Tip #3: Start with simple ideas

"Simple APIs are a great way to hook new partners and gain instant access to their audiences" – Nick Lyons, CEO at Kaptur Software.

When hooking up with another brand, it can be easy to get too excited and commit to big money campaigns straight away. Don't fall into this trap. Before you do anything, you need to first establish what return on investment you'll get from any joint strategy. There are plenty of great ideas to get the ball rolling without a huge investment:
  • Twitter competition
  • Content collaboration
  • Customer referral discounts
  • Facebook campaign
Once you've built up the relationship, you can begin discussing more ambitious projects.

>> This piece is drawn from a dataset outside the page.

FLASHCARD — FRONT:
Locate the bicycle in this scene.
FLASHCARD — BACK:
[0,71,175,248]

Tip #4: Use Data to Analyse Insights

"Partnering with Zoopla increased our audiences tenfold overnight, gaining us vital user data to refine our proposition" – Barry Bridges, CEO at Property Detective.

The importance of data should never be overlooked. The more you understand and analyse how a campaign is performing, the more chance you have of ensuring it's successful. To do this, you first need to grasp which metrics are most important to you. What do you care about? It could be traffic, engagement or even conversions. Alternatively, you could be seeking a more abstract metric like trust and reputation.

Once you understand which metrics are important to you, you can begin to scrutinise the data. If your collaboration isn't performing how it should be, you can use the analysis to question why. This will help to ensure the success of future marketing ventures.